Greater NW Pride: Hospitality: Welcoming People with Disabilities and LGBTQ+ People in the Church

Hospitality: Welcoming People with Disabilities and LGBTQ+ People in the Church
In the Rule of St. Benedict, we read that “all guests who arrive (are to) be received like Christ, for he is going to say: I was a stranger and you welcomed me (Matt. 25:35), and to all let due honor be shown, especially to those who share our faith (Gal. 6:10) and to pilgrims…In the reception of the poor and pilgrims, the greatest care and solicitude should be shown, because it is especially in them that Christ is received” (53:1-2, 15).
In churches, when working towards inclusion and integration of either people in the disability community or the community of LGBTQ people of faith, this is the first move towards making a gesture towards acceptance, inclusion, and full integration and participation of those of us who have been kept out of a church. Likewise, in a community of people who are disabled and those of us who are LGBTQ and people of faith, we are also called to practice certain gestures of welcome that may be a challenge after being kept out of most faith communities for the last two millennium.
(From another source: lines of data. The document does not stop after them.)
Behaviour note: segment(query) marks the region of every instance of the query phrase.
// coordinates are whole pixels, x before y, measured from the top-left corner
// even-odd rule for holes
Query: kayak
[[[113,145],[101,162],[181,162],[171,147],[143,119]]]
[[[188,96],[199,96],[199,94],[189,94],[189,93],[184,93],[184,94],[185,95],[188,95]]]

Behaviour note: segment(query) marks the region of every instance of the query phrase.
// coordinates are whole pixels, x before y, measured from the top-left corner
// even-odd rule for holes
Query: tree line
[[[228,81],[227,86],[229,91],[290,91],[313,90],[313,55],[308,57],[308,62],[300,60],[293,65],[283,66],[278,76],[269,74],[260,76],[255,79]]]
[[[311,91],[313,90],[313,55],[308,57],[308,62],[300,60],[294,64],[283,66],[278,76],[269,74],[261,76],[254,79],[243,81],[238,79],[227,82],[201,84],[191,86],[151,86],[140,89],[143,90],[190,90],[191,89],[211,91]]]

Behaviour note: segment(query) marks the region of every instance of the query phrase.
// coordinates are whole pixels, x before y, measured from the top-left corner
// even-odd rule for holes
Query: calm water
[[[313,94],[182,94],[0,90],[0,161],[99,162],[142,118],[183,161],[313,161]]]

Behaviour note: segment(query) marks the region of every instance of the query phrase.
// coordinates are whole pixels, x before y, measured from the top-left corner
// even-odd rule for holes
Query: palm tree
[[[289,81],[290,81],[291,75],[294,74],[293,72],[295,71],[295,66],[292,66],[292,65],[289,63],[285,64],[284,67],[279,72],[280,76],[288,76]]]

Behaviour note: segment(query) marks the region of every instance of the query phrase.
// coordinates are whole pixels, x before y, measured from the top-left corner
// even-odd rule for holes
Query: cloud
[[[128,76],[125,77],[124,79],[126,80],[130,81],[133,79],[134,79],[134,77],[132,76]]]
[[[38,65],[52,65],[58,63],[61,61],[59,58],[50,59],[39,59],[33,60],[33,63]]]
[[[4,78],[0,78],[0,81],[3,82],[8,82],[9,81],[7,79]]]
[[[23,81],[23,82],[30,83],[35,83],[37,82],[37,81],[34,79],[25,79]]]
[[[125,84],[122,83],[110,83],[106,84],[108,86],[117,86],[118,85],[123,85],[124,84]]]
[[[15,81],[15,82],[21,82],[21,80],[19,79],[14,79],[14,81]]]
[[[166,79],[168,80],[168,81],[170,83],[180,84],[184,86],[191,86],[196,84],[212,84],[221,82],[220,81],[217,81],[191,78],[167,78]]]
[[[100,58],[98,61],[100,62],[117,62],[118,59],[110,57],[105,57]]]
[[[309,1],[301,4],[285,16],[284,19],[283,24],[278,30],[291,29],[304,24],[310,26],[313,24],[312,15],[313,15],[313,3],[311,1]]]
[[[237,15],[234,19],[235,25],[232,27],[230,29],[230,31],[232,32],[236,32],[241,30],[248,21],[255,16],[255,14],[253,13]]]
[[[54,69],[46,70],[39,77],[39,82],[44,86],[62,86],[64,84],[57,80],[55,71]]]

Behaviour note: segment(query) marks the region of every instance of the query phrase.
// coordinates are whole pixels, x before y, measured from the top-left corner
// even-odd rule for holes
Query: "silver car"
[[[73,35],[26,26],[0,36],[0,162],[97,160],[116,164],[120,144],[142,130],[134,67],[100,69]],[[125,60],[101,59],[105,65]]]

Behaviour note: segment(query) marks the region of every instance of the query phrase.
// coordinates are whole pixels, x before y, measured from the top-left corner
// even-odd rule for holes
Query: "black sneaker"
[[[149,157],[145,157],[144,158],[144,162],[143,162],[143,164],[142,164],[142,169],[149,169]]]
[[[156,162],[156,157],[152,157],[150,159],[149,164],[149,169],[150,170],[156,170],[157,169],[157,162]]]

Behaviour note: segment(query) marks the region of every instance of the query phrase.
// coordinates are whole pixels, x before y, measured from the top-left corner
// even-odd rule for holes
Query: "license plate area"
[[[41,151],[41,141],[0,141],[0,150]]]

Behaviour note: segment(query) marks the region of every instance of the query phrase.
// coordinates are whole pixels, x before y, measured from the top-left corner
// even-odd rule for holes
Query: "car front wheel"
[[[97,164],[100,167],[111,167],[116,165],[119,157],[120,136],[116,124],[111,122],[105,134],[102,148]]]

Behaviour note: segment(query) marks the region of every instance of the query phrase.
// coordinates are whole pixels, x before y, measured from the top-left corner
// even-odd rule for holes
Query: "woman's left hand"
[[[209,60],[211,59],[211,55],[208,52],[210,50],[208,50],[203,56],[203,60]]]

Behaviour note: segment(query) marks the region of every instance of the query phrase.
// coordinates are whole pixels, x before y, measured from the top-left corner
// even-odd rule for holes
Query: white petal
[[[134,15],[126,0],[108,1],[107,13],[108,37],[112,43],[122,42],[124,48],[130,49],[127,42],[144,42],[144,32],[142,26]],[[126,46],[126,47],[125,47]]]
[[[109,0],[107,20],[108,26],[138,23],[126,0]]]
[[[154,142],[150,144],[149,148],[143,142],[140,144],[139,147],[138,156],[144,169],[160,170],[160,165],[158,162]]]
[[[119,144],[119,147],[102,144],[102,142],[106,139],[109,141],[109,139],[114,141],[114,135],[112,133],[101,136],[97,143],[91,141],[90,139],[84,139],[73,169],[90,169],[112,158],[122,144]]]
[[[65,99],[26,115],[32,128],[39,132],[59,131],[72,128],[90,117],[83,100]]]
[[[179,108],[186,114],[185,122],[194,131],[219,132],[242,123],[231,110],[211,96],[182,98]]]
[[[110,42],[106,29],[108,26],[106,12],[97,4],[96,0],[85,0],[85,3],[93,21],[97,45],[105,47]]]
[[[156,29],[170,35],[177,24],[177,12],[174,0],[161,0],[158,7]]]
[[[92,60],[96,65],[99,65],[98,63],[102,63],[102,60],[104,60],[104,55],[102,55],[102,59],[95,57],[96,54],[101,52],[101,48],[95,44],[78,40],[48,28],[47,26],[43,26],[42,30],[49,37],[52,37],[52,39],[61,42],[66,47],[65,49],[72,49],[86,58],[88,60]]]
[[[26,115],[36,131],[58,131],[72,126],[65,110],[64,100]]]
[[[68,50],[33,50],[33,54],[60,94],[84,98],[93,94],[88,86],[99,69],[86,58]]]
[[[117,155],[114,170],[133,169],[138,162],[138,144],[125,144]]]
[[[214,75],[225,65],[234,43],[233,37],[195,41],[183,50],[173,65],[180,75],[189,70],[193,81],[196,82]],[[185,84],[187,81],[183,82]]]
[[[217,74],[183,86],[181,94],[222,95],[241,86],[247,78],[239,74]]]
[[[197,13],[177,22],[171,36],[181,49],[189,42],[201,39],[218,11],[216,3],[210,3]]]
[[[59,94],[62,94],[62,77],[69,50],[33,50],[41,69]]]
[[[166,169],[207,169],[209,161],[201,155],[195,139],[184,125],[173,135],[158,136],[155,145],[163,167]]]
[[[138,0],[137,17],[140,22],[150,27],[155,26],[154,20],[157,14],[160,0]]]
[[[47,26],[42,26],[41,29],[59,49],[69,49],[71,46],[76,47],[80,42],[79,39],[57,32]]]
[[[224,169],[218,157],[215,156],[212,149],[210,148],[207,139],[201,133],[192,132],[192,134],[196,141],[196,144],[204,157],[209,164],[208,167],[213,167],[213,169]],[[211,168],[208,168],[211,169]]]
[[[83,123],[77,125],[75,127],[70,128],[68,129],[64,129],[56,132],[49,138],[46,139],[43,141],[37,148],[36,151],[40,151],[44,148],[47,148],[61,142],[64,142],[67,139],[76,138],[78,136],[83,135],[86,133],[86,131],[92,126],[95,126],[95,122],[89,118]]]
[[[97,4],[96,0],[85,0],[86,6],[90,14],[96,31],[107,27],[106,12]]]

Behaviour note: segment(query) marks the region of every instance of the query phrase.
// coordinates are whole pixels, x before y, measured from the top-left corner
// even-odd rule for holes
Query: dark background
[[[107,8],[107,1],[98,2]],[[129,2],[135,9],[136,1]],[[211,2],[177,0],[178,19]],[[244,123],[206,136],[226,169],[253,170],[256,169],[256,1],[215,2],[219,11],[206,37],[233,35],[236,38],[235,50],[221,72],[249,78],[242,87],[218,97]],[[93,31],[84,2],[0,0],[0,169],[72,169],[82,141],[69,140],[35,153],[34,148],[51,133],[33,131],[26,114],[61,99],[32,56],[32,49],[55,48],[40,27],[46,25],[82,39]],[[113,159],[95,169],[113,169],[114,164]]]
The Rule of St. Benedict is a helpful way of understanding a truer, more authentic way of welcoming someone in the life of a church: as if she, he, or they are Christ. Imagine: the person who is disabled, or the person who is LGBTQ of faith being welcomed into a worship service, a fellowship time, a service project, or an educational event in the life of a church as if Christ is joining us. And by the way, since we are all created in the image of God, it is Christ who we welcome into the full and complex life of a congregation.
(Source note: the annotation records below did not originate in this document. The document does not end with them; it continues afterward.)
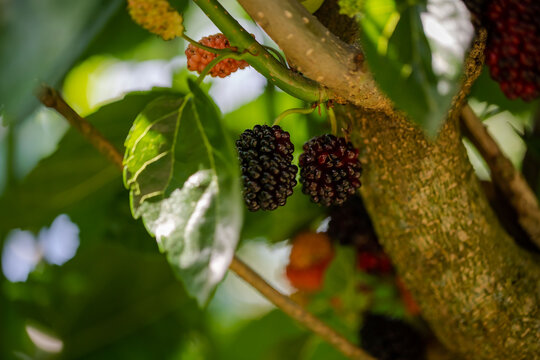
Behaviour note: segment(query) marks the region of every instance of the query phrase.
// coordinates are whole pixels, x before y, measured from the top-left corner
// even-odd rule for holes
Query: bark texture
[[[468,359],[540,359],[540,267],[504,232],[453,112],[430,142],[396,114],[340,110],[362,151],[362,195],[423,316]]]
[[[303,56],[299,43],[302,49],[310,46],[323,30],[291,2],[240,0],[304,74],[357,105],[337,107],[337,112],[362,152],[362,195],[383,247],[439,340],[466,359],[540,359],[540,261],[499,224],[461,142],[458,117],[481,68],[485,31],[472,47],[463,91],[446,125],[436,141],[429,141],[403,114],[389,111],[388,101],[362,97],[378,94],[369,77],[362,84],[366,90],[342,87],[340,76],[326,76],[350,76],[350,61],[324,61],[331,53],[328,44],[319,42],[312,56]],[[327,2],[333,5],[325,4],[327,11],[317,15],[340,36],[343,20],[336,1]],[[263,17],[257,14],[261,8]],[[283,16],[285,8],[292,16]],[[303,27],[302,17],[309,20]],[[288,42],[285,25],[294,28],[296,42]],[[352,41],[354,32],[345,32],[342,40]]]

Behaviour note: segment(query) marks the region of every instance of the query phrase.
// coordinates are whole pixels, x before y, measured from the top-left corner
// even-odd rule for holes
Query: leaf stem
[[[288,115],[291,115],[291,114],[311,114],[313,112],[313,110],[315,110],[314,107],[311,107],[311,108],[292,108],[292,109],[289,109],[289,110],[285,110],[284,112],[282,112],[281,114],[278,115],[278,117],[276,118],[276,120],[274,121],[274,123],[272,125],[279,125],[280,121],[283,120],[283,118],[285,118],[286,116]]]
[[[41,86],[37,94],[38,99],[47,107],[58,111],[83,137],[92,144],[99,152],[113,162],[120,171],[123,170],[122,155],[115,146],[107,140],[96,128],[86,119],[82,118],[73,110],[58,94],[58,92],[45,85]],[[345,356],[356,360],[375,360],[362,349],[345,339],[342,335],[324,324],[315,316],[307,312],[303,307],[292,301],[288,296],[283,295],[270,284],[268,284],[259,274],[248,265],[243,263],[236,256],[233,257],[230,270],[235,272],[240,278],[257,289],[263,296],[270,300],[284,313],[304,325],[306,328],[321,336],[324,340],[335,346]]]
[[[194,0],[201,10],[225,34],[239,52],[247,52],[246,60],[255,70],[286,93],[306,102],[332,97],[319,83],[297,74],[268,52],[236,21],[217,0]],[[321,94],[321,95],[320,95]]]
But this welcome is more than a hand shake and “hello, how are you?” gesture, followed by a name tag placed on our clothes. True welcome, authentic hospitality goes deeper than this. “Hospitality (or welcome) isn’t about anything as simple as (using) the best china, lace napkins and crystal wineglasses. It might include those things… but (hospitality is) making room inside yourself for another person.” (Lonni Collins Pratt and Fr. Daniel Homan, Benedict’s Way).
Making room inside yourself for another person. And that other person is Christ, regardless if one is considered by the world as "disabled" or self-identifies as LGBTQ+. She/he/they are Christ. "Greater care and solicitude should be shown, because it is especially in them that Christ is received" (Rule of St. Benedict, see above).
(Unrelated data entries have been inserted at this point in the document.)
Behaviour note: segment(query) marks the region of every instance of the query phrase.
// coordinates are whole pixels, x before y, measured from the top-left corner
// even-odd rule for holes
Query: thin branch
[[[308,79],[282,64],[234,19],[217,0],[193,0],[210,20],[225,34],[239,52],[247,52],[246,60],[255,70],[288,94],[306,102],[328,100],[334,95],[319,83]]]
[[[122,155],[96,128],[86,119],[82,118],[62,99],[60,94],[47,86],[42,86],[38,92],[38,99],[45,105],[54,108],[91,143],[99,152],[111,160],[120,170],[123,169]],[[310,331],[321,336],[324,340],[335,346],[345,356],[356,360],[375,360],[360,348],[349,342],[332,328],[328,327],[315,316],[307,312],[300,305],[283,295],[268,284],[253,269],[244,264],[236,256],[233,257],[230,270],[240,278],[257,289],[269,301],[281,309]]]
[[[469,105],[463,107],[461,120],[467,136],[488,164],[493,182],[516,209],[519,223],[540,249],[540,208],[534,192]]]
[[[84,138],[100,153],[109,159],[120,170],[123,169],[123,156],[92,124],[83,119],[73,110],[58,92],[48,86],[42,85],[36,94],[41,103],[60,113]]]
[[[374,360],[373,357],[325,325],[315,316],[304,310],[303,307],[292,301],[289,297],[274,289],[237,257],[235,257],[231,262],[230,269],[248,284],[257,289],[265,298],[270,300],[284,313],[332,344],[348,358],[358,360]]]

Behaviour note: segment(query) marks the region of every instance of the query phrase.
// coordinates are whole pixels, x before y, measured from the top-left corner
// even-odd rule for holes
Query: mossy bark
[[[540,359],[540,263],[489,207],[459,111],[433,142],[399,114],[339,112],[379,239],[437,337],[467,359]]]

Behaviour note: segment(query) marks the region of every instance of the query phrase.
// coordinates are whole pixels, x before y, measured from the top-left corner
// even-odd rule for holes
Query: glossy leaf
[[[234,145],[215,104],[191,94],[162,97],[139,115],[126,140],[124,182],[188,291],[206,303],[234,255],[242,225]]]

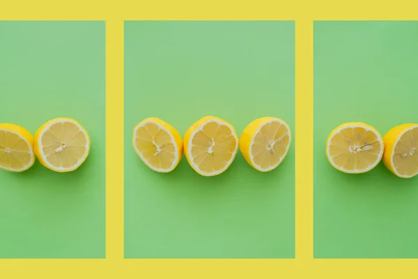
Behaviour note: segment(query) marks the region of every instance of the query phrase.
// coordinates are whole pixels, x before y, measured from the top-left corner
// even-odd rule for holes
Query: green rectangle
[[[89,133],[71,173],[0,170],[0,257],[105,257],[105,22],[0,22],[0,122],[56,117]]]
[[[418,123],[418,22],[314,24],[314,256],[418,257],[418,177],[380,163],[346,174],[327,160],[339,124],[362,121],[383,136]]]
[[[155,172],[132,143],[150,116],[183,136],[213,115],[239,136],[272,116],[294,135],[294,33],[293,22],[125,22],[125,257],[294,257],[294,141],[274,171],[259,172],[238,153],[213,177],[185,158],[171,173]]]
For many mainline congregations that are largely cisgender, straight, and filled with a majority of people who are not self-identifying as disabled let along LGBTQ , making room in one’s life for the life of another who is not like me, you, or them, and who is Christ. What a blessing. What a challenge.
Likewise, communities of people with disabilities and those of us in the LGBTQ community and people of faith, who have been kept away from congregational life for over two millennium, in which denominations have written policies against welcoming people who are disabled, or who are LGBTQ , this move towards true, authentic welcome, is a challenge, to say the least. Dear welcoming church members: don't be surprised if we don't respond immediately. It make take us a few years to be sure you mean it, along with a change in church polity.
But in both cases—either from the perspective of the cisgender, straight, largely non-disabled faith community, and the community of people with disabilities and the LGBTQ community of people who are faithful—we are to see Christ one another, and treat one another as if she, he, or they are Christ. And in doing so, making room inside ourselves in welcoming the other.
It is just that simple. And it is just that hard.